Use the following commands to set it up (for ubuntu 20.04):

#!/bin/bash
# Update the sources list
sudo apt-get update -y

# upgrade any packages available
sudo apt-get upgrade -y

# gets required updates for following installations
sudo apt update

# install python
sudo apt install python3 -y

# install pip
sudo apt install python3-pip -y

# install awscli
#pip install --upgrade awscli
sudo pip3 install awscli

To check required installations:

# checks python is installed + version
python3 --version
# checks if aws cli is installed + version
aws --version
# check aws configurations
aws configure list
  1. Configure AWS CLI with this command: aws configure. Enter the required information. (See above section: Log in with Access Key if you are stuck).
  2. Install boto3 with this command pip install boto3.
  1. Ensure dependencies and installations done from the steps 1 and 2 above in Installations and set up.
  2. Create a bucket with: aws s3 mb s3://tech230-esther-bucket --region eu-west-1. (You may check this with aws s3 ls).

before after

  1. Upload a file to a bucket with: aws s3 cp ~/sampletext.txt s3://tech230-esther-bucket, verify upload with aws s3 ls s3://tech230-esther-bucket.

upload success

  1. Download a file from a bucket with: aws s3 cp s3://tech230-esther-bucket/sampletext.txt S3_downloads verify on your system with ls.

download success

  1. Delete a file from a bucket with: aws s3 rm s3://tech230-esther-bucket/sampletext.txt or delete multiple files with: aws s3 rm s3://tech230-esther-bucket --recursive.

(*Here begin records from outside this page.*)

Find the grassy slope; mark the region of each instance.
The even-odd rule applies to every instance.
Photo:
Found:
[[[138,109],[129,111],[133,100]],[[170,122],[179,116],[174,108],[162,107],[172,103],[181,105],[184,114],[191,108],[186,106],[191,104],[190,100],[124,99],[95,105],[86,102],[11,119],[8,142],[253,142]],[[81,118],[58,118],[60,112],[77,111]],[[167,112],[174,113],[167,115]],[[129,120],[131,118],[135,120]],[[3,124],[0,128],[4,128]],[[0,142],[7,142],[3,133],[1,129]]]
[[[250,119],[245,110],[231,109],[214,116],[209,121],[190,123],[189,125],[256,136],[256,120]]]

Verify with aws s3 ls s3://tech230-esther-bucket.

deletion success

  1. Delete a bucket with: aws s3 rb s3://tech230-esther-bucket, to verify aws s3 ls.

before

  1. Ensure dependencies and installations done from the steps 1 to 3 above in Installations and set up. Alternatively set up a python environment
# set up and activate a python virtual environment
sudo apt install python3.8-venv
python3 -m venv <env-directory>
source ~/<env-directory>/bin/activate
# install pip
sudo apt-get install python3-pip
# install boto3
pip install boto3
# run the python interpreter
python3
  1. Create a Python script with touch file-name.py, then enter it with nano create-bucket.py and edit it to contain the appropriate python script for what you want to accomplish as found above in the Python CRUD: section. Save and exit the file. (This is not necessary, but you can edit the file permissions so you can execute the file using: chmod u+x file-name.py.)
  2. Run the 'file-name.py' file using python3 file-name.py to run the commands you desire.